The immune system has two types of killer cells: CD8-positive T cells, and natural killer cells. Both can attack virally infected cells and cancer cells. Natural killer cells are innate and roam around the body. They act as the first line of defense in our immune system but cannot recognize specific antigens on their own. After the natural killer cells start to work, the CD8-positive T cells, which can recognize specific antigens, arrive. While CD8-positive T cells and their mechanisms have been well studied and are used in current immunotherapies, not much is known about how to activate natural killer cells’ antitumor function.
The WSU team found that a population of T cells called CD4-positive helper T cells play a role in starting a chain of antitumor immunity defenses that allow killer cells to better infiltrate melanoma and breast cancer tumors.
Using genetic knock-out mice experiments, Zhang’s group found evidence that a certain type of CD4-positive T cells, called tissue-resident memory T cells, may be critical in activating those first lines of natural killer cell defenders. Their experiments showed that they were effective against both melanoma and breast cancer tumors.
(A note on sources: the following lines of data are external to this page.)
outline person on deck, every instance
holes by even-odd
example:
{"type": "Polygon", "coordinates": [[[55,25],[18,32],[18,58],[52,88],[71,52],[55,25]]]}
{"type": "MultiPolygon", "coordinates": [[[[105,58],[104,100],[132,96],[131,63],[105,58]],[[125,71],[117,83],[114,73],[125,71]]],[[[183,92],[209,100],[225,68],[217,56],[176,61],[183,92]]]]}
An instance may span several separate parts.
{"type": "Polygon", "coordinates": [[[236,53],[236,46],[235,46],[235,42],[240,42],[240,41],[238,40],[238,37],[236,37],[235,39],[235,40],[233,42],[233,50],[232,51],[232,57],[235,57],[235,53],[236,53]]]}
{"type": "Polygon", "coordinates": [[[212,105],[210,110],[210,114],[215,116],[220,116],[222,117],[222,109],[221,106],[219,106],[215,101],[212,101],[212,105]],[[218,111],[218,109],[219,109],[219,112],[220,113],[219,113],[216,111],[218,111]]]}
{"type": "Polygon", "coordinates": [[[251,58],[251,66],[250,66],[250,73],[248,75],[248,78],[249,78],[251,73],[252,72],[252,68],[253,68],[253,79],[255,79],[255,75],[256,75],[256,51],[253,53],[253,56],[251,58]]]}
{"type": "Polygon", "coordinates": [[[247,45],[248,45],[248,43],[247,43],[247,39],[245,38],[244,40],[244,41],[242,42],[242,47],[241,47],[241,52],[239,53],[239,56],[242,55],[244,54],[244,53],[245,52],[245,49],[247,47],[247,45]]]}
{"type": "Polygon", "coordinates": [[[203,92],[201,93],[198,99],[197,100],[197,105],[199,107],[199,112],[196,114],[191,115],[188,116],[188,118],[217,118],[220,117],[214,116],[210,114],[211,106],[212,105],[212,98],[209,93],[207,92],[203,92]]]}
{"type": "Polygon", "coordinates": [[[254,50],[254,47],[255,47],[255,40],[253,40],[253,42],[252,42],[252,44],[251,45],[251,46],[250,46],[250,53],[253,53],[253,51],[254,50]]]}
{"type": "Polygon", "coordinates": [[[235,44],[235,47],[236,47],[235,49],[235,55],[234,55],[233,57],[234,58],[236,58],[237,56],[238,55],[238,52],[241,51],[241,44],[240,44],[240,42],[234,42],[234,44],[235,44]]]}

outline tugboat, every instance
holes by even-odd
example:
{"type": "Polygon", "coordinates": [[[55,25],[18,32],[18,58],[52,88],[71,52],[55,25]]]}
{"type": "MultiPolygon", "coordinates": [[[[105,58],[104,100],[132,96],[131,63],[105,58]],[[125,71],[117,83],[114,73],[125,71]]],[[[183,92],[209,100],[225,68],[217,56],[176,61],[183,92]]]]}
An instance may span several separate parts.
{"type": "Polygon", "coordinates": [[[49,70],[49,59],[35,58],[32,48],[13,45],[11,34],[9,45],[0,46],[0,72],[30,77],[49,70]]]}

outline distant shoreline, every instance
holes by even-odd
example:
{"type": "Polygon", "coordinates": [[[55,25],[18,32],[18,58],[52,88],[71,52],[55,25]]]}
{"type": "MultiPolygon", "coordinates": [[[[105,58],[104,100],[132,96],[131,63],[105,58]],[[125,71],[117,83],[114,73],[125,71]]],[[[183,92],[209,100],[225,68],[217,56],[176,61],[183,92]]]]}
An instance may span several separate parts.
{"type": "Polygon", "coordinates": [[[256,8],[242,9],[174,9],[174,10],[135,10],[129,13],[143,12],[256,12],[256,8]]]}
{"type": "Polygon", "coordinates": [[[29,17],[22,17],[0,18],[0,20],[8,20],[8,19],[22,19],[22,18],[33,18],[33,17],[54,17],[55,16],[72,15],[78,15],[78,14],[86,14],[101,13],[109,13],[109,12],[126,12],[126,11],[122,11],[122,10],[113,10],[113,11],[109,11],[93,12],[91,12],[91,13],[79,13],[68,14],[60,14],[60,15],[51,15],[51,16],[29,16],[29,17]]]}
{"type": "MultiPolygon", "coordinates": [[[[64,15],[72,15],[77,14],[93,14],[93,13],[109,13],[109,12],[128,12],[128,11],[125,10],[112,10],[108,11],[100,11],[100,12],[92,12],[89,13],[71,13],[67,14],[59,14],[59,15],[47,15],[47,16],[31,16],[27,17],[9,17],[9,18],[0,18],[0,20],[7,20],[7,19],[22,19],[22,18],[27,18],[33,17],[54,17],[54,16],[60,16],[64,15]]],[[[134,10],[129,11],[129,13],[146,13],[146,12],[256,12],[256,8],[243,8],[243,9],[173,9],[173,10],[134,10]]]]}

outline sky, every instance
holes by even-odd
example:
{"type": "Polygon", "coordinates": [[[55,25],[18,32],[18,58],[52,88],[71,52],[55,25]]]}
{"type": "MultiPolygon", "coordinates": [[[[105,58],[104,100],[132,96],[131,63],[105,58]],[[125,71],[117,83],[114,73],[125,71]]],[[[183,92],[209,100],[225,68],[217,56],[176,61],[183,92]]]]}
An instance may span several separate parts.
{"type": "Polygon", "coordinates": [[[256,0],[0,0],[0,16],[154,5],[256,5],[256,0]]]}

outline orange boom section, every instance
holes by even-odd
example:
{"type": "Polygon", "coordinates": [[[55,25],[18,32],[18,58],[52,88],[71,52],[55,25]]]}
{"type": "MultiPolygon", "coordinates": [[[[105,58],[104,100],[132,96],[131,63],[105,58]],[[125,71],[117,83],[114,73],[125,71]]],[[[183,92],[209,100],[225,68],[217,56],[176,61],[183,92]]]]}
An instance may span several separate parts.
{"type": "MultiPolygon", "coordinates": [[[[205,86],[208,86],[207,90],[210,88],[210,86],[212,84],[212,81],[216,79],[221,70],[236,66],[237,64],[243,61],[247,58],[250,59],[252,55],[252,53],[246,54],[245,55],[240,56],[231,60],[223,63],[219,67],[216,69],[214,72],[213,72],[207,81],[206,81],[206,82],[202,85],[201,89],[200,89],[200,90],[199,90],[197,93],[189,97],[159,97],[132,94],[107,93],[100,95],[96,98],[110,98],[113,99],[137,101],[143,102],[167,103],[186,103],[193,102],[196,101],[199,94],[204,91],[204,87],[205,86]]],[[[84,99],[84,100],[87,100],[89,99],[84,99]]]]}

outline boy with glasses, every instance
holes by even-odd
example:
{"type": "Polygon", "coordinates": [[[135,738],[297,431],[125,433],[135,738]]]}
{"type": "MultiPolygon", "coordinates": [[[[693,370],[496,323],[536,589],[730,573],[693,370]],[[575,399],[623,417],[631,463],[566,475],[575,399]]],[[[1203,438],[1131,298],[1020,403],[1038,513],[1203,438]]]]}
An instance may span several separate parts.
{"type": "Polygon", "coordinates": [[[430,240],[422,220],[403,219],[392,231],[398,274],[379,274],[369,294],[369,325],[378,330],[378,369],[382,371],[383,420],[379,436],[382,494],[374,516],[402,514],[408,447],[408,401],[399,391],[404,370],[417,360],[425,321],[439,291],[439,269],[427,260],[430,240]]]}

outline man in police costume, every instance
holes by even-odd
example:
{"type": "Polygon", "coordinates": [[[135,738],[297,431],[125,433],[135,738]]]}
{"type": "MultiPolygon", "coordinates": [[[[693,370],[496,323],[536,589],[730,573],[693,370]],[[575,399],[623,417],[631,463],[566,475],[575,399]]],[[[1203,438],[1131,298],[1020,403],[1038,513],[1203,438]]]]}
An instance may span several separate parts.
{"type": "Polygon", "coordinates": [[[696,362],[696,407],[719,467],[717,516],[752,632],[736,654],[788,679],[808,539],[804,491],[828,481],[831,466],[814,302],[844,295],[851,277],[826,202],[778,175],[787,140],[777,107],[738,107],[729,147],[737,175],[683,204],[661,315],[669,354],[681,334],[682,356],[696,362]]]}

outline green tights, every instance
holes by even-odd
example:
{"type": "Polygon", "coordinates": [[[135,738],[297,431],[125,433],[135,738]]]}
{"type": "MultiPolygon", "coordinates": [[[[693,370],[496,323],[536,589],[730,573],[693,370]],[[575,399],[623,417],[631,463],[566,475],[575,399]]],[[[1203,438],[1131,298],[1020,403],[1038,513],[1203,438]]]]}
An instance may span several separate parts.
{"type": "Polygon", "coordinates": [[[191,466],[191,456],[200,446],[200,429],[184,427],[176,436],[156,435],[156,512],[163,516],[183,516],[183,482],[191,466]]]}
The specific CD4 T cells together with the natural killer cells not only killed tumor cells and controlled tumor progression but also enhanced infiltration of other white blood cells into the tumor.
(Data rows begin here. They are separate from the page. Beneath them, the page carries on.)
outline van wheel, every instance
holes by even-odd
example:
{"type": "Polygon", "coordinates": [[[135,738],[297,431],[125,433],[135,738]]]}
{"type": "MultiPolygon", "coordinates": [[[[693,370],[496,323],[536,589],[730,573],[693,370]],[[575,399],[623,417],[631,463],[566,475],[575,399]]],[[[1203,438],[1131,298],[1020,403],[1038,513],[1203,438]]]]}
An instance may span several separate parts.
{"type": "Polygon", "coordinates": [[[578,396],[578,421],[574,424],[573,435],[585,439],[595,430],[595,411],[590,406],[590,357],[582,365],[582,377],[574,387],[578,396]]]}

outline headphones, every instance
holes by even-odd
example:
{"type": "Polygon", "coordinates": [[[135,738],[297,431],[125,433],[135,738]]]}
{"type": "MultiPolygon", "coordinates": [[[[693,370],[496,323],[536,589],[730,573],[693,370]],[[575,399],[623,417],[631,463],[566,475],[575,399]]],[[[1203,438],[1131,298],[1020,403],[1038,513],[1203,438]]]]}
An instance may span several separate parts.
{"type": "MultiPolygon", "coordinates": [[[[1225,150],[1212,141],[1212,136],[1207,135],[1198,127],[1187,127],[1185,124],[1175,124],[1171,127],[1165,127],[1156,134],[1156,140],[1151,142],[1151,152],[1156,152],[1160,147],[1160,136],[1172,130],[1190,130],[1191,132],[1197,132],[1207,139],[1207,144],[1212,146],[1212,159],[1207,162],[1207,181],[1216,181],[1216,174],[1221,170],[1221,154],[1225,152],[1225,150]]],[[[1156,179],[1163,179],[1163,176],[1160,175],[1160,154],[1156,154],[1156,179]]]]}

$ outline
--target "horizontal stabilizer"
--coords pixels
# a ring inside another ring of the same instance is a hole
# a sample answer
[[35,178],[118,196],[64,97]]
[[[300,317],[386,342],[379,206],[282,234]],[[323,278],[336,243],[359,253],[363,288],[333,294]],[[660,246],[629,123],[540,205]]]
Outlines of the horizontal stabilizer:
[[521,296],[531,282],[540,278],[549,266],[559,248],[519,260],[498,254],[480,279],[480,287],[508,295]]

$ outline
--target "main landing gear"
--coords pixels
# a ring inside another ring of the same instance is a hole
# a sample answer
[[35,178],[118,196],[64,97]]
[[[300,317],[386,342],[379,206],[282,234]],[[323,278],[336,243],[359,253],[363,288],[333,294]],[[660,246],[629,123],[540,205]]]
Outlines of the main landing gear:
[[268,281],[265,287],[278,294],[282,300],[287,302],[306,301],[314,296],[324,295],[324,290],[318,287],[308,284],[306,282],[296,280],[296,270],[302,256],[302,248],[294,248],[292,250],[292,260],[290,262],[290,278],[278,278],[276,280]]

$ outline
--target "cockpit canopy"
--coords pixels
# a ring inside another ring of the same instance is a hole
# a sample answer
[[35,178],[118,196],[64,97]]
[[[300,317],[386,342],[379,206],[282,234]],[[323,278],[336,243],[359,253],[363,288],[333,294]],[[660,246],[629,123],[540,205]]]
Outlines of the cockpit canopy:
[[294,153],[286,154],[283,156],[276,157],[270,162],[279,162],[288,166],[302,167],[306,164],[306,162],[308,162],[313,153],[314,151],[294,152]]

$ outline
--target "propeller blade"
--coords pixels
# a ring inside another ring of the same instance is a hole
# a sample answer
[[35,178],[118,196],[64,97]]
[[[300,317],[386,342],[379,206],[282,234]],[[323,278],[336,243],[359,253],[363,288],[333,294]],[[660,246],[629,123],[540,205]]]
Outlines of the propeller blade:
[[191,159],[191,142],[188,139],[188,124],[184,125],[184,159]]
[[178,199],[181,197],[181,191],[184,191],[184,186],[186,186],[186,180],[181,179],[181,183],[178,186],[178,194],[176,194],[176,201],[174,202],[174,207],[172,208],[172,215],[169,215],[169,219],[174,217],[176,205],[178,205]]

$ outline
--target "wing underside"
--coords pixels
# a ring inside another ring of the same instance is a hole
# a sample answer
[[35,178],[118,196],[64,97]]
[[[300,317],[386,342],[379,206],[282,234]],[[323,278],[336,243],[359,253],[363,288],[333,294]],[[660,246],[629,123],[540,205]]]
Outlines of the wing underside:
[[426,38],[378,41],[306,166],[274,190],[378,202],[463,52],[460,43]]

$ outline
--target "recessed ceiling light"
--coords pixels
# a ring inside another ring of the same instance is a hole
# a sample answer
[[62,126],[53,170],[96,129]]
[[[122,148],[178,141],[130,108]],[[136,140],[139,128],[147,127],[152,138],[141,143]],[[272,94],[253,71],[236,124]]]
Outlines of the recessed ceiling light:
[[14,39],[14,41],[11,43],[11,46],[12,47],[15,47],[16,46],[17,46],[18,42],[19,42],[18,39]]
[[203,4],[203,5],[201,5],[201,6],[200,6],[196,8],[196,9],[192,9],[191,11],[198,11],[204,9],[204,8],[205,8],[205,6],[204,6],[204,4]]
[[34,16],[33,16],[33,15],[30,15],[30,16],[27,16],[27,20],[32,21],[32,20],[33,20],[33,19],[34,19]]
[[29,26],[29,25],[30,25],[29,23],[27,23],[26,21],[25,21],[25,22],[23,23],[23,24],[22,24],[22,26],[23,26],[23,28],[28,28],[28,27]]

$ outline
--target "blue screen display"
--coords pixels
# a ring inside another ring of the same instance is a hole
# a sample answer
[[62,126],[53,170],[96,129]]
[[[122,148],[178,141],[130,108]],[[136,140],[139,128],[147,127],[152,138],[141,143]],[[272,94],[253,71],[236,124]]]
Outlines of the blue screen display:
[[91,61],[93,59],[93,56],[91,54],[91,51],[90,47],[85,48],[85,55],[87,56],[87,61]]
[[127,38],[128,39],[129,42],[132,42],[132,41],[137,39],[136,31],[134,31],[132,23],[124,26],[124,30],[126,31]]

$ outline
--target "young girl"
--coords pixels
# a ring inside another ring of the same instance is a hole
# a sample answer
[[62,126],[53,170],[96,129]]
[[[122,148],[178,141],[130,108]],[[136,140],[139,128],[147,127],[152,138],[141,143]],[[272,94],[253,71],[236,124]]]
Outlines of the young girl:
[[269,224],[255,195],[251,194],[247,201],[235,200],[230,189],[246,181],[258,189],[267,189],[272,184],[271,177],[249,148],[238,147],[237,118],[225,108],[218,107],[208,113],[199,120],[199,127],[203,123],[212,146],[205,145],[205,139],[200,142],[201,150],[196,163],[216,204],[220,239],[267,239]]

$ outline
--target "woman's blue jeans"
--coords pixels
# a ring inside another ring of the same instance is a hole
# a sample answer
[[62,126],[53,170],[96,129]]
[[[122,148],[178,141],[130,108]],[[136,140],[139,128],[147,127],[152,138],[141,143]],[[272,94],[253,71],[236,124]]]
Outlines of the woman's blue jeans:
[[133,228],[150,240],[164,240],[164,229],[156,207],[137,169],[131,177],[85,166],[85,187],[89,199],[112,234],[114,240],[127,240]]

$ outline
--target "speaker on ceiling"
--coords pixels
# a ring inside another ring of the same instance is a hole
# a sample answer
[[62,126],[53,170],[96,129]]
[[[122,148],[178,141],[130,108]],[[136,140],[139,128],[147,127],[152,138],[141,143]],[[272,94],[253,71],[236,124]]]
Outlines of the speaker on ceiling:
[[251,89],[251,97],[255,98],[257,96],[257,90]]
In future studies, the researchers plan to continue to investigate the precise cellular and molecular mechanisms of this antitumor immunity—first in mice to develop an effective cancer immunotherapy. Then, the team hopes to move on to clinical trials in human subjects. “Our goal is to develop a powerful cancer immunotherapy approach that is effective for all patients with different types of cancer,” said Zhang.
The findings were published recently in The Journal of Immunology.